Although it has a pleasant odor, myrcene is rarely used directly in the perfumery industry. Instead, myrcene is a versatile precursor to many useful fragrances, such as menthol, citral, citronellol, citronellal, geraniol, nerol, and linalool. Several of these result from myrcene's reactions with hydrogen chloride to give geranyl chloride, neryl chloride, linalyl chloride, and myrcenyl chloride, all of which can be hydrolyzed to the corresponding alcohols.
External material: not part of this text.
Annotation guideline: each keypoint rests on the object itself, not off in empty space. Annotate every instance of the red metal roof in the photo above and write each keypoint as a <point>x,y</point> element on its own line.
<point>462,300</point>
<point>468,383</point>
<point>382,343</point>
Both myrcene and myrcenol undergo Diels–Alder reactions with several dienophiles, such as acrolein. One of the resulting cyclohexene derivatives is Lyral. Another fragrance compound made from myrcene is Ambramone.

Myrcene also contributes a peppery, balsamic aroma in beer.

==Polymerization==
Like other conjugated dienes, including other terpenes, myrcene is prone to polymerization. Samples are stabilized by the addition of alkylphenols or tocopherol. Some of these polymers are useful, such as a phenol-myrcene copolymer and resins derived from maleic anhydride.

== Health and safety ==
Myrcene, like most terpenes, has very low acute toxicity, estimated to be >5g/kg (oral for rats, rabbits).

As of October 2018, the U.S. FDA withdrew authorization for the use of myrcene as a synthetic flavoring substance in food, without regard to its continuing stance that this substance does not pose a risk to public health under the conditions of its intended use.

The International Agency for Research on Cancer (IARC) determined that β-myrcene is "possibly carcinogenic to humans" (Group 2B) in 2019.